Sequencing results for the TPI gene of G. intestinalis and 16S rRNA of E. histolytica isolates revealed the presence of the species in the samples. The obtained TPI gene sequences were submitted to the NCBI gene bank, and accession numbers were obtained for future reference (Figures 1 and 2).
To elucidate the genetic diversity and relationships of E. histolytica isolates from Iraq, sequencing of the 16S rRNA gene was performed. The resulting sequences were used to construct a phylogenetic tree using the Maximum Likelihood method based on the Tamura-Nei model in MEGA11 software. Bootstrap analysis with 1000 re-samplings was conducted to assess the robustness of the tree. Partial DNA sequences of concatenated partial 16S rRNA gene were utilized as input data for the phylogenetic analysis (Figure 3).
The phylogenetic tree of E. histolytica demonstrated the evolutionary relationships among the isolates from Iraq. The tree provided insights into the genetic diversity and relatedness of the identified E. histolytica isolates. The bootstrap values indicated the confidence level of the branching patterns within the tree.
(Figure 3) displays the phylogenetic tree of G. intestinalis based on the TPI gene sequences. The tree depicts the grouping of the identified G. intestinalis isolates from the study samples and their placement within the broader evolutionary context of G. intestinalis isolates worldwide.
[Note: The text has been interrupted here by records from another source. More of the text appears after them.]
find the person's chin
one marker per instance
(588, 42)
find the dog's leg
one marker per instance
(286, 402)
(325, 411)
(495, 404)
Figure 1. Sequencing results for the triose phosphate isomerase gene (TPI) of G. intestinalis

Figure 2. Sequencing results for the 16S rRNA for E. histolytica.

Figure 3. Phylogenetic tree of G. intestinalis based on TPI gene sequences

(Figure 4) shows the phylogenetic tree of E. histolytica from Iraq, based on the 16S rRNA gene sequences. The tree illustrates the clustering of the isolates from Iraq and their relationship with other known E. histolytica isolates from different geographic regions.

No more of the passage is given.